Guidelines for choosing and testing fibre optic cable.

Fibre optic cable has become more affordable. It's now used for many applications that require complete immunity to electrical interference. Fibre is ideal for high data-rate systems such as FDDI, multimedia, ATM, or any other network that requires the transfer of large, time-consuming data files.

Other advantages of fibre optic cable over copper include:

  • Greater distance - You can run fibre as far as several kilometres.
  • Low attenuation - The light signals meet little resistance, so data can travel farther.

  • Security - Taps in fibre optic cable are easy to detect.
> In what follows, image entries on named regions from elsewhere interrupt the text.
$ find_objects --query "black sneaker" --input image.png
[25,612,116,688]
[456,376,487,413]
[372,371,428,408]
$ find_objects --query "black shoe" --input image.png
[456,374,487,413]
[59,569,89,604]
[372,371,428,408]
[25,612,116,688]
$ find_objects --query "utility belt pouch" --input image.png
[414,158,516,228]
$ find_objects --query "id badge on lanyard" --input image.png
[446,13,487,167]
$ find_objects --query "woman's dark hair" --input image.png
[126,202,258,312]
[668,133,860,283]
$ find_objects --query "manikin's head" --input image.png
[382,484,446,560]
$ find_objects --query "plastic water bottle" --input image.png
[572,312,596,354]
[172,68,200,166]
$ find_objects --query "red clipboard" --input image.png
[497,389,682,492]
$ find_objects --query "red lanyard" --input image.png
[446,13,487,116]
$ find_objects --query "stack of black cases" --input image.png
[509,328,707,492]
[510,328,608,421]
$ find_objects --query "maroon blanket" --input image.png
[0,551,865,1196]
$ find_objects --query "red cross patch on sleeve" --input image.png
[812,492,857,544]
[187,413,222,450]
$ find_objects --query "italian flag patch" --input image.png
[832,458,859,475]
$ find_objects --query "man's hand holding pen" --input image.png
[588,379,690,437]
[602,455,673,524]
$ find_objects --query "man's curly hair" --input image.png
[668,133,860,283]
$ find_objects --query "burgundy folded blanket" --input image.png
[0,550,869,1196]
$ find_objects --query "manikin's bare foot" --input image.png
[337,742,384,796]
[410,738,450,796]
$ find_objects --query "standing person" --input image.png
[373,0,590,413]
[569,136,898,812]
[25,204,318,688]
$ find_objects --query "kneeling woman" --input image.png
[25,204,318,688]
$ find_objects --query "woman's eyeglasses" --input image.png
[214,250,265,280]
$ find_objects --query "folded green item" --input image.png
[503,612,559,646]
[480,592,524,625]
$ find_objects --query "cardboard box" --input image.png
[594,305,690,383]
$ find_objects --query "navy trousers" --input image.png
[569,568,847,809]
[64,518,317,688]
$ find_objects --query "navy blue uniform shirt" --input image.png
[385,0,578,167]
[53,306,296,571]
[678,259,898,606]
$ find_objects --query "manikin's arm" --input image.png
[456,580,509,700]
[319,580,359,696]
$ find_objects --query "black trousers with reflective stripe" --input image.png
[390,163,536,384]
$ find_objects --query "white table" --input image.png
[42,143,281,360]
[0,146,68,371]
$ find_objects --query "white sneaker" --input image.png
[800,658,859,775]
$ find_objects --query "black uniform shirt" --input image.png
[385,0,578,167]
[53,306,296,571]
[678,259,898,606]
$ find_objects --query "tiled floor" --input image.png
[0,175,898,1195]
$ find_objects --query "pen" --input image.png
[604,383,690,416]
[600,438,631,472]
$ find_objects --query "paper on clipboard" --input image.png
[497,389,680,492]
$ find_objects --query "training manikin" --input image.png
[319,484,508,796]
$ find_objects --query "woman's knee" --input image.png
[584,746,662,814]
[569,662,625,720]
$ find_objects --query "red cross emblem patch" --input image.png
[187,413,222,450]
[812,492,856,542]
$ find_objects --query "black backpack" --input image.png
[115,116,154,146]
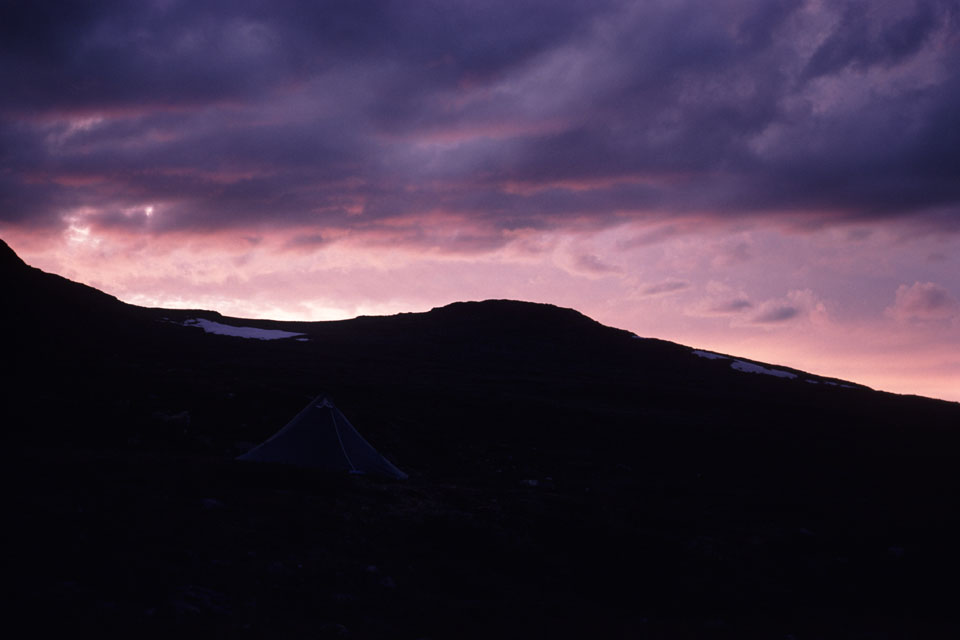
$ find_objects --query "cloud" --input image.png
[886,282,960,322]
[641,280,690,296]
[746,289,827,326]
[709,298,753,315]
[753,304,800,324]
[0,0,960,246]
[573,253,621,275]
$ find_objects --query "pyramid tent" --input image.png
[237,396,407,479]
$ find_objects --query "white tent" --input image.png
[237,396,407,479]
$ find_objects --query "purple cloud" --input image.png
[887,282,960,321]
[0,0,960,245]
[753,305,801,324]
[642,280,690,296]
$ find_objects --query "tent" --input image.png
[237,395,407,479]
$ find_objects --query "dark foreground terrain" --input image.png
[7,238,960,639]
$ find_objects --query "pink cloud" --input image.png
[886,282,960,322]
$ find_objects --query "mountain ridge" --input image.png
[7,234,960,640]
[0,239,896,397]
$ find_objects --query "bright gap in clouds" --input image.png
[3,218,960,400]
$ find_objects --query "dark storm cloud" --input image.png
[0,0,960,240]
[641,280,690,296]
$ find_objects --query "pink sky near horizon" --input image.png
[0,0,960,401]
[5,222,960,401]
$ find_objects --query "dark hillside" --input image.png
[7,238,960,639]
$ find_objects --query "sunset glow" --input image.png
[0,0,960,401]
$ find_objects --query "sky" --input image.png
[0,0,960,401]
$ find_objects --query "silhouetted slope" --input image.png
[0,238,960,638]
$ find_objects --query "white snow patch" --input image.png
[183,318,303,340]
[693,349,730,360]
[730,360,797,378]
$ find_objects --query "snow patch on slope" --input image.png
[693,349,729,360]
[183,318,304,340]
[693,349,797,379]
[730,360,797,378]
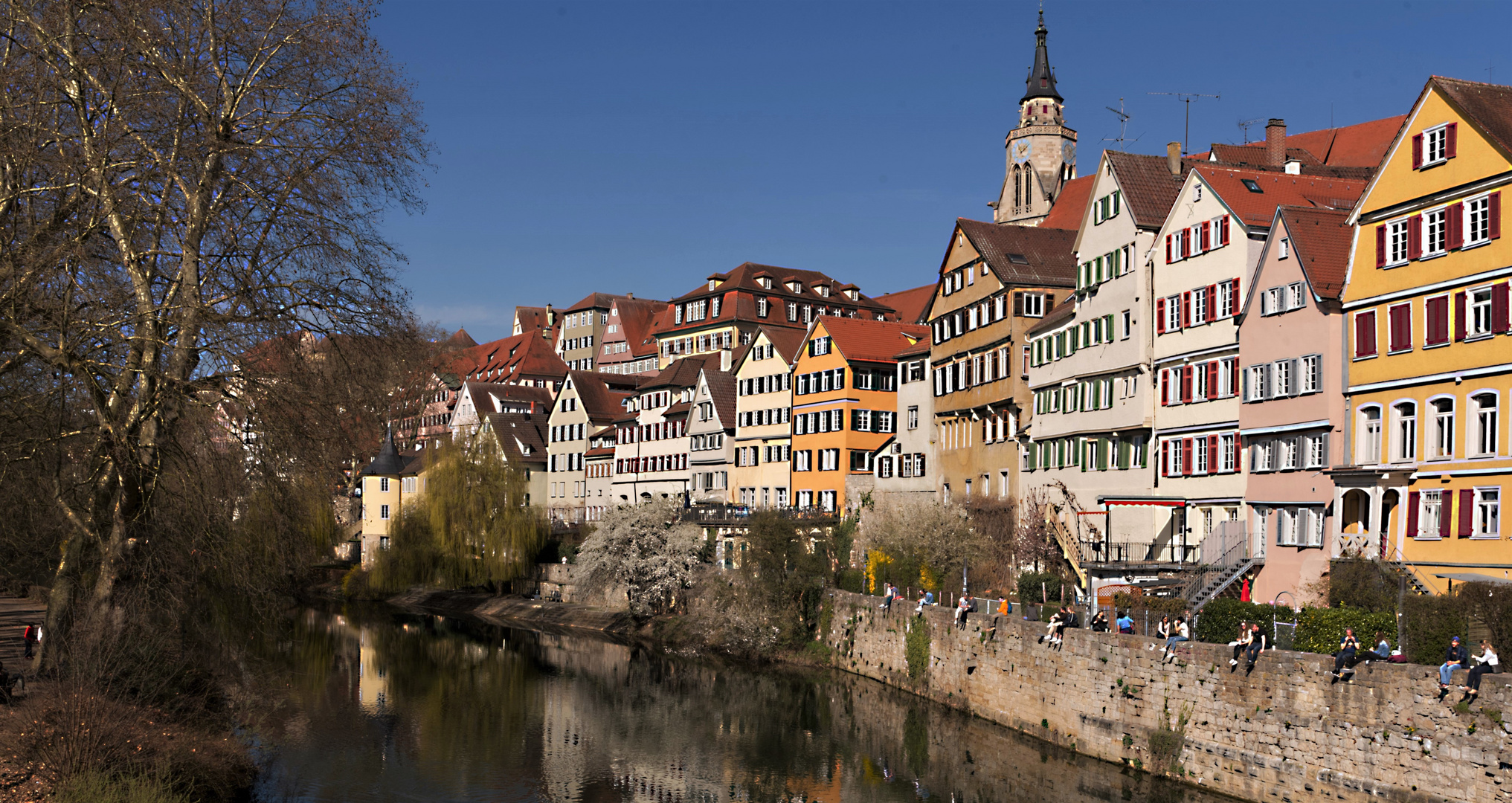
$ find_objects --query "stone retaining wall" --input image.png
[823,591,1512,803]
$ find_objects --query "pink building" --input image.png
[1238,206,1350,604]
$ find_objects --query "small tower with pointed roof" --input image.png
[989,9,1076,225]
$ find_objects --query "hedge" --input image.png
[1193,597,1291,644]
[1291,608,1397,655]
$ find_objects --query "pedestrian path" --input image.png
[0,594,47,671]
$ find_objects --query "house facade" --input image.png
[927,218,1076,502]
[1238,206,1354,602]
[1334,77,1512,591]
If tapped, the cable leaks light, causing the entire system to fail.
  • Greater bandwidth - Fibre can carry more data than copper.
  • Installation - Fibre optic cable is easier to install than copper cable.

Single-mode or multimode?
Single-mode fibre gives you a higher transmission rate and up to 50 times more distance than multimode, but it also costs more.

Multimode fibre gives you high bandwidth at high speeds over long distances. Lightwaves are dispersed into numerous paths, or modes, as it travels through the cable's core. Typical multimode fibre core diameters are 50, 62.5, and 100 micrometres.
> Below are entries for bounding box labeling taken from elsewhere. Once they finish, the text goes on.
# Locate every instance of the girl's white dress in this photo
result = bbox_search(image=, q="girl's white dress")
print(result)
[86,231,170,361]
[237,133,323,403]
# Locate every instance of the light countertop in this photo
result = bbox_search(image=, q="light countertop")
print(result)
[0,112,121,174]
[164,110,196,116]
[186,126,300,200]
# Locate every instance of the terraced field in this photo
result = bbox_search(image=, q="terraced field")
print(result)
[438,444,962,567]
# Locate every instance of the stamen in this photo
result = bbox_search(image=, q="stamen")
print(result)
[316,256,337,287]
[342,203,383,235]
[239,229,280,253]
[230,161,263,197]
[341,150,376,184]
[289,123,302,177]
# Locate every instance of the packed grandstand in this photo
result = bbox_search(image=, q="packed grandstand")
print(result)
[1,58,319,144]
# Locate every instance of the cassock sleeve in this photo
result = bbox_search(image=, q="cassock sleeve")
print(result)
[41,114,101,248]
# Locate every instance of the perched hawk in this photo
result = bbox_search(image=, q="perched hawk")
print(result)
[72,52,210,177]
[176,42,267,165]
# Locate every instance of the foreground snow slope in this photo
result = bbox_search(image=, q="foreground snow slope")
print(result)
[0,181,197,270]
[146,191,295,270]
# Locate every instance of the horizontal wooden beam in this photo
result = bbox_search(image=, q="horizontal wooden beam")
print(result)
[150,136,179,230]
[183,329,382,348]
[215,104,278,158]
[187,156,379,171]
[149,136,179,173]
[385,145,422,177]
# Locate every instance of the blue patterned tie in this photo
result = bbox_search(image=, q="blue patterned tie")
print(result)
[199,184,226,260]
Testing and certifying fibre optic cable.
If you're used to certifying Category 5 cable, you'll be pleasantly surprised at how easy it is to certify fibre optic cable.

Attenuation (or decibel loss) - The decrease of signal strength as it travels through the fibre optic cable is measured in dB/km.

Return Loss - The amount of light reflected from the far end of the cable back to the source. The lower the number, the better.

Graded Refractive Index - Measures how much light is sent down the fibre. This is commonly measured at wavelengths of 850 and 1300 nanometres.

Propagation Delay - This is the time it takes a signal to travel from one point to another over a transmission channel.

Time-Domain Reflectometry (TDR) - Enables you to isolate cable faults by transmitting high-frequency pulses onto a cable and examining their reflections.

There are many fibre optic testers on the market today. Common basic fibre optic testers function by shining a light down one end of the cable. At the other end there's a receiver calibrated to the strength of the light source. With this test, you can measure how much light is going to the
other end of the cable. Generally, these testers give you the results in dB lost, which you then compare to the loss budget. If the measured loss is less than the number calculated by your loss budget, your installation is good.

When to choose fibre optic.
While fibre optic cable is still more expensive than other types of cable, it eliminates electrical interference and is widely favoured for today's high-speed data communications.